Transcription and translation are the means by which the cells interpret and express their genetic information . Only part of the transcribed sequences carries information to codify proteins (CDS -CoDing Sequence). In other words, even though mRNA can be translated in its entirety, only a section of this mRNA is translated into amino acid . Therefore, given a molecule of mRNA, a central problem of molecular biology is to determine whether it contains CDS and thereafter to discover which protein will be codified. The region of the mRNA sequence where the initiation of the protein synthesis process occurs is called the Translation Initiation Site (TIS).
Control of the initiation of translation is one of the most important processes in the regulation of genetic expression . Thus, determining the TIS is not a trivial task; it is of great relevance for genetic inference. A high level of accuracy of prediction could be useful for a better understanding of the protein obtained from the sequences of nucleotides .
Normally, translation begins in the first ATG of the mRNA molecule that has an appropriate context , but can begin in a different codon . Depending on the position of the synthesis initiation in the mRNA strand, the triplet of nucleotides selected for the synthesis can vary, also altering the amino acids generated. The lack of knowledge about the preservative features in the process of identifying the initiation of translation makes the prediction of the TIS a complex task. For this reason, computational methods which identify patterns can be used with the aim of extracting the implicit knowledge involved in this process . Since 1982, the prediction of the TIS has been studied extensively using biological methods, statistics and computational techniques . Initially, statistical methods were exploited with the aim of discovering patterns in positive sequences. The pioneering work of Kozak , a statistical analysis of the sequences of 211 mRNAs of eukaryotic cells, revealed that some positions in the sequences of mRNAs, relative to the TIS, are very stable, determining the Kozak consensus , gcc[a/g]ccatg[g], where there is a predominance of these nucleotides in positions -3 and +4.
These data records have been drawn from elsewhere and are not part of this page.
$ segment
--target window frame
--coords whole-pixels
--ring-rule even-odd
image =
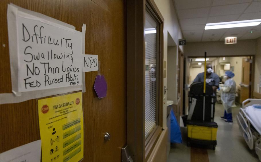
[[[135,161],[146,161],[162,131],[164,19],[153,0],[126,1],[127,141]],[[159,27],[158,126],[145,138],[145,19],[149,9]]]

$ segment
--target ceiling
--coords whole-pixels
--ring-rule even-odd
[[[207,23],[261,19],[261,0],[173,0],[184,37],[187,42],[223,41],[261,36],[257,26],[206,30]],[[250,31],[252,31],[252,33]]]
[[[207,57],[208,58],[209,58],[209,59],[207,61],[207,63],[211,63],[211,62],[214,61],[216,59],[218,58],[217,57]],[[195,59],[196,58],[204,58],[203,57],[197,57],[196,58],[192,58],[191,59],[192,59],[192,61],[191,62],[192,64],[197,64],[198,62],[201,62],[202,63],[202,64],[204,64],[204,61],[195,61]]]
Another statistical analysis was conducted by Cavener et. al  on the Start codon (the codon which initiates translation) and the Stop codons (codons which finalize translation), and an algorithm was developed to analyze the frequency of the nucleotides and the multiple positions of the nucleotides. In the work developed by Kozak , a proportion of 79% of Adenine (A) in position -3 was identified (and 18% of G) while Cavener et. al , using 2,595 vertebrate sequences, obtained a 58% probability of A being in the aforementioned position.
Nakagawa et. al  conducted comparative analyses between 47 species, including animals, fungi, plants and protists, revealing the existence of consensus for different species. Based on this analysis, the following regions of consensus were identified: the presence of a purine (A or G) in position -3, the presence of A or C in position -2, the presence of C in position +5. The position -3 had already been discovered by Kozak  and was confirmed by this study.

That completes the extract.